Reducing the dilution: An analysis of the information sensitiveness of capsule network with a practical improvement method
This work addresses a specific bottleneck in capsule networks for visual tasks, offering an incremental improvement to enhance their competitiveness with CNNs.
The paper tackled the performance gap between capsule networks and CNNs on datasets with background and complex objects by analyzing the conflict between capsule information sensitiveness and activation value distribution, and proposed a method to restrain activation values in the primary capsule layer. The method achieved better performances on various mainstream datasets and serves as a simple, efficient regularization technique for capsule networks.
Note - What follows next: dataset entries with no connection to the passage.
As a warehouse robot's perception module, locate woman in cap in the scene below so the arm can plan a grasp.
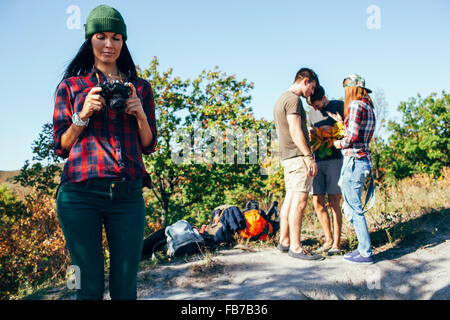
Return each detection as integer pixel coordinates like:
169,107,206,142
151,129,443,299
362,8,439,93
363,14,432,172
53,5,156,299
334,74,375,264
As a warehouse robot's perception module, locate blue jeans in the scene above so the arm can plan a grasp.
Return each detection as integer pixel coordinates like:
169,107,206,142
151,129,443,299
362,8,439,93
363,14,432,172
340,156,375,257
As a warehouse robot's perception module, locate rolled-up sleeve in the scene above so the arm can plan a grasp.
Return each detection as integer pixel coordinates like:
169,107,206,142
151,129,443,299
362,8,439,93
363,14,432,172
341,100,361,149
142,81,158,154
53,81,72,158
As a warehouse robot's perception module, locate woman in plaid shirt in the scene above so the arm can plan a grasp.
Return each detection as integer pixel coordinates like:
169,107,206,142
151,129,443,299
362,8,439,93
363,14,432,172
334,74,375,264
53,6,156,299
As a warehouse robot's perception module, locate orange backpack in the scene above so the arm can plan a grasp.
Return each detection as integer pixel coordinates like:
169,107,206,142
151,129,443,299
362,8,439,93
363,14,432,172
239,209,273,241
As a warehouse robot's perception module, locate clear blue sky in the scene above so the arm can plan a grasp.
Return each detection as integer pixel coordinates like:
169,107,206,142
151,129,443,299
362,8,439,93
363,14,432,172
0,0,450,170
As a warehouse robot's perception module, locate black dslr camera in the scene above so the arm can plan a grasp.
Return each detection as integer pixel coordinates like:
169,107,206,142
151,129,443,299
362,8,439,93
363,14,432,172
100,80,131,113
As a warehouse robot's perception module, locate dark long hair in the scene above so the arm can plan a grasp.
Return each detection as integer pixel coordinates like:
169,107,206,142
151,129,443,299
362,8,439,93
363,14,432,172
61,36,137,81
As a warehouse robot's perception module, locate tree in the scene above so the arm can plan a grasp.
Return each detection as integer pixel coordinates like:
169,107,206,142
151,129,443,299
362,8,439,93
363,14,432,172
381,91,450,179
14,123,62,195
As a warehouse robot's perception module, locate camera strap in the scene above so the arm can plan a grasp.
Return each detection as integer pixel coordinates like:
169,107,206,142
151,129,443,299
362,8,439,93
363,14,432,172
94,66,124,86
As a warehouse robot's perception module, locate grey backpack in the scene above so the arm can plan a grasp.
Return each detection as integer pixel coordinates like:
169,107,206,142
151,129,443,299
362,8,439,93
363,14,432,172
166,220,205,257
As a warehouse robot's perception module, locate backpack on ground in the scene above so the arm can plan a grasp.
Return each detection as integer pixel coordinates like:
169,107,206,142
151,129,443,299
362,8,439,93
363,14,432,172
239,209,273,241
141,228,167,260
165,220,204,257
205,205,246,244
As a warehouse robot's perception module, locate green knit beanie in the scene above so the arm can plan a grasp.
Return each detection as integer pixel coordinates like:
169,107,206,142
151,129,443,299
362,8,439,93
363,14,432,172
84,5,127,41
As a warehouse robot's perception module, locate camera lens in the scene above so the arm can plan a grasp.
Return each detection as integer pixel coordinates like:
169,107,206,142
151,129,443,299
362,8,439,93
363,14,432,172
109,97,126,112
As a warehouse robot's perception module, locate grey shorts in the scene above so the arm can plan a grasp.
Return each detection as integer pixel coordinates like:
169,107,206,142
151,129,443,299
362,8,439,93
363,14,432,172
281,157,313,193
312,159,343,194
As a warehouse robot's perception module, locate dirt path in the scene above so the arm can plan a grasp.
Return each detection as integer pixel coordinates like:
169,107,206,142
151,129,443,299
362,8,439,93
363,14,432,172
27,209,450,300
138,209,450,300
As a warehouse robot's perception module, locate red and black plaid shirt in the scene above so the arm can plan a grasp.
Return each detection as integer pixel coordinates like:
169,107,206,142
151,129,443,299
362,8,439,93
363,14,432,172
53,68,157,186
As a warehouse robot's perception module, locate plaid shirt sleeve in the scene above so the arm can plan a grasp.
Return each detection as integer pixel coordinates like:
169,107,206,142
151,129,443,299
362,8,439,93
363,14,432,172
142,81,157,155
53,81,72,158
341,100,361,149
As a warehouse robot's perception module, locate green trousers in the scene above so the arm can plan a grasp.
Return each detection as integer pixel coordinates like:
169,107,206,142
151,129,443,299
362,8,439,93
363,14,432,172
56,179,145,300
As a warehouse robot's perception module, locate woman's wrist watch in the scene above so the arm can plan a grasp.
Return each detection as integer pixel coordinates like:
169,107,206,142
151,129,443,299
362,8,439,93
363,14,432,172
72,112,89,127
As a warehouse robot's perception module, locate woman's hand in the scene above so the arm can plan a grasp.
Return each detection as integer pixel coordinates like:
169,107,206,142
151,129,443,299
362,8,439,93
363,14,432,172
125,82,147,121
79,87,106,121
327,111,343,122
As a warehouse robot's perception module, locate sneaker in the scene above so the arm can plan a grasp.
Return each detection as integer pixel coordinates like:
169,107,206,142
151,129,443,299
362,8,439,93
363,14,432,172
316,245,331,253
288,249,324,260
328,248,341,256
277,243,289,252
344,253,373,264
344,250,359,258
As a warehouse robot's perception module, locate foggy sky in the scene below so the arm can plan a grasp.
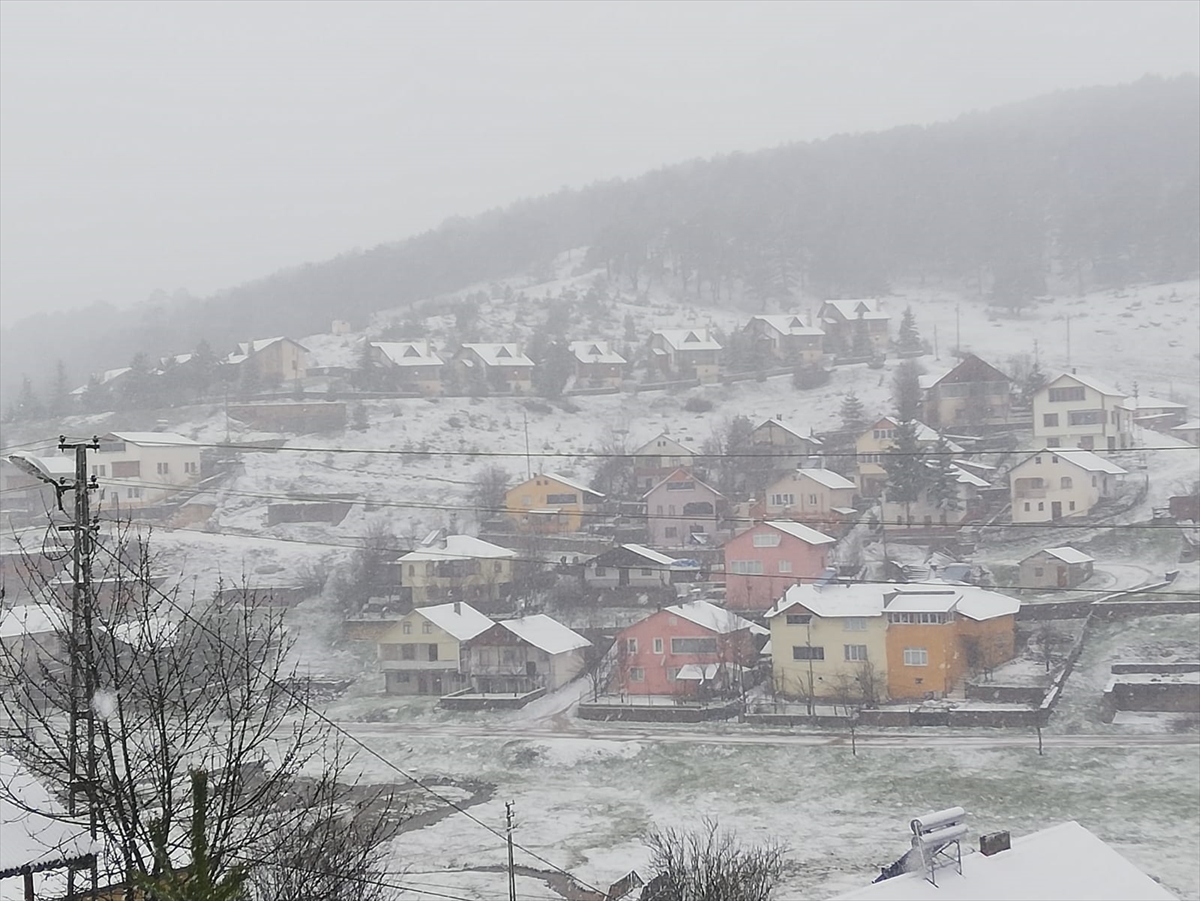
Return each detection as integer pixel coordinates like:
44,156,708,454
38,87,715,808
0,0,1200,324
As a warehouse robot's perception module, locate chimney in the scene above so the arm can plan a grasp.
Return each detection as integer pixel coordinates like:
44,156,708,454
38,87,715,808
979,831,1013,857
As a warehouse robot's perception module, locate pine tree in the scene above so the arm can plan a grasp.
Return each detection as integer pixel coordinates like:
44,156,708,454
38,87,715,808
883,420,930,521
896,306,922,352
839,391,866,432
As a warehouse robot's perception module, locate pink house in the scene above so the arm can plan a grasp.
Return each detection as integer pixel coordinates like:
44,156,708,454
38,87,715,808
613,601,767,698
725,521,834,611
642,469,725,547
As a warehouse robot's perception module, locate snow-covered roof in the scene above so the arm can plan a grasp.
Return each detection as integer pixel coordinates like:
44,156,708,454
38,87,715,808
622,545,676,566
104,432,200,448
413,603,493,642
796,467,854,489
754,419,821,444
498,613,592,654
750,313,824,335
763,519,838,545
371,341,444,366
570,341,626,366
400,535,517,563
666,601,766,635
1025,546,1096,563
1042,372,1129,397
836,821,1175,901
534,473,604,498
0,603,67,638
462,344,533,366
1018,448,1128,475
0,753,98,878
654,329,721,350
821,298,892,319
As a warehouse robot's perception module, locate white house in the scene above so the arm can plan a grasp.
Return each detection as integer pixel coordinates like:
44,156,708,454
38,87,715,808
1008,448,1126,522
1033,372,1134,451
90,432,200,512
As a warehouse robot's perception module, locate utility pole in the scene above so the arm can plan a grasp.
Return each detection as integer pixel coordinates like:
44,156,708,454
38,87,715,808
504,801,517,901
59,436,100,899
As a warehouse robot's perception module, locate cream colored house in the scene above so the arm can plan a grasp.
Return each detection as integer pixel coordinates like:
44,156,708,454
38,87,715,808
1033,373,1134,451
397,533,517,605
1008,448,1127,522
764,469,857,523
767,583,888,701
89,432,200,512
379,602,492,695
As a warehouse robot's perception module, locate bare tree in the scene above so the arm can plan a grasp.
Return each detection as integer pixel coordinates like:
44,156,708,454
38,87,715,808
643,817,784,901
0,533,403,897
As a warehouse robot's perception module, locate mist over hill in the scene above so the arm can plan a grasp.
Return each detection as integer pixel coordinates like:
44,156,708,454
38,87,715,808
0,76,1200,400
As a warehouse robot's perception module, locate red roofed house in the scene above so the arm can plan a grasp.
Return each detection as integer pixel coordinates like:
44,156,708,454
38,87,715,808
725,521,834,611
617,601,767,696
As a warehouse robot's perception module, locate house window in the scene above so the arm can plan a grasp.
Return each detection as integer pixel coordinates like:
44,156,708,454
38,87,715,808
904,648,929,666
671,638,716,654
792,644,824,660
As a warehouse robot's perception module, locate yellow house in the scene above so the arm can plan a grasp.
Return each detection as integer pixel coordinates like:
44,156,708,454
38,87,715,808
379,602,492,696
767,583,888,703
504,473,605,533
397,533,517,605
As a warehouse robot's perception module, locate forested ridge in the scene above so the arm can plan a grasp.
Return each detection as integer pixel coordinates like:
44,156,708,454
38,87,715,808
0,76,1200,405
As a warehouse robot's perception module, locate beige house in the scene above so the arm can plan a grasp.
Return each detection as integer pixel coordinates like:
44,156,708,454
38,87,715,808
371,341,445,397
650,329,721,384
763,469,857,524
379,602,492,696
224,336,308,384
1033,373,1134,451
854,416,964,498
397,533,517,605
744,313,824,366
89,432,200,512
455,344,534,395
1008,448,1127,522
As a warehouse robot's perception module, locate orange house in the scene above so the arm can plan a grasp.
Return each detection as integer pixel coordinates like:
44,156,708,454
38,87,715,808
883,583,1021,699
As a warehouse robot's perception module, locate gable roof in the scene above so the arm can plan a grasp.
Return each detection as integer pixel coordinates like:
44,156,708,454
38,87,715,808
821,298,892,322
462,344,533,366
1025,546,1096,563
665,601,767,635
762,519,838,545
746,313,824,336
653,329,721,350
570,341,626,366
371,340,445,366
413,603,493,642
1012,448,1128,475
497,613,592,654
400,535,517,563
642,467,725,500
835,821,1175,901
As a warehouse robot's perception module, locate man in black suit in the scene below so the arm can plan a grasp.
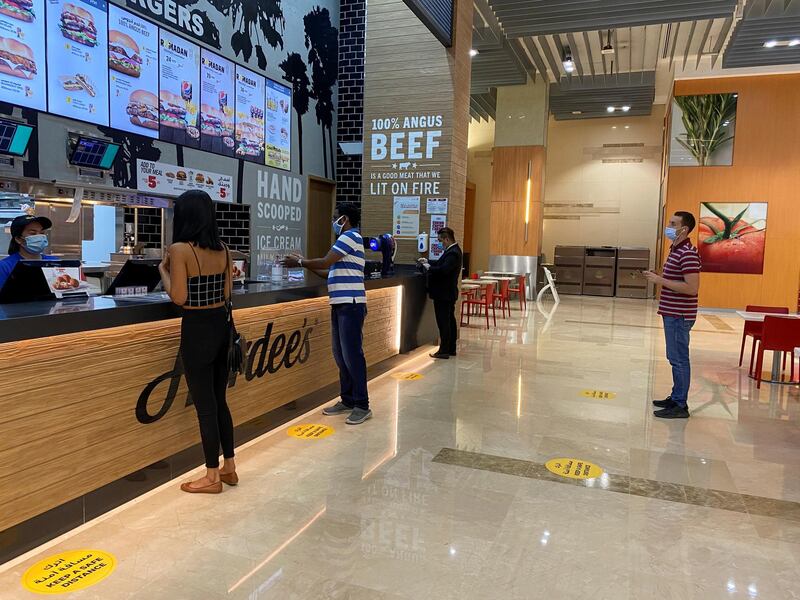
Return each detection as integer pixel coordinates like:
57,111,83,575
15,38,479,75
419,227,463,359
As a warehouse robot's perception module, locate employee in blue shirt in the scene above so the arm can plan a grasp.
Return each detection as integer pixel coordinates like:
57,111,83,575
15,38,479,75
0,215,55,289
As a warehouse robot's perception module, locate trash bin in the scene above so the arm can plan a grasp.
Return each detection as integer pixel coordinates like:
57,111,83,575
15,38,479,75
583,246,617,296
554,246,586,296
617,248,650,298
Capsule network has shown various advantages over convolutional neural network (CNN). It keeps more precise spatial information than CNN and uses equivariance instead of invariance during inference and highly potential to be a new effective tool for visual tasks. However, the current capsule networks have incompatible performance with CNN when facing datasets with background and complex target objects and are lacking in universal and efficient regularization method. We analyze a main reason of the incompatible performance as the conflict between information sensitiveness of capsule network and unreasonably higher activation value distribution of capsules in primary capsule layer. Correspondingly, we propose a practical improvement method by restraining the activation value of capsules in primary capsule layer to suppress non-informative capsules and highlight discriminative capsules. In the experiments, the method has achieved better performances on various mainstream datasets. In addition, the proposed improvement methods can be seen as a suitable, simple and efficient regularization method that can be generally used in capsule network.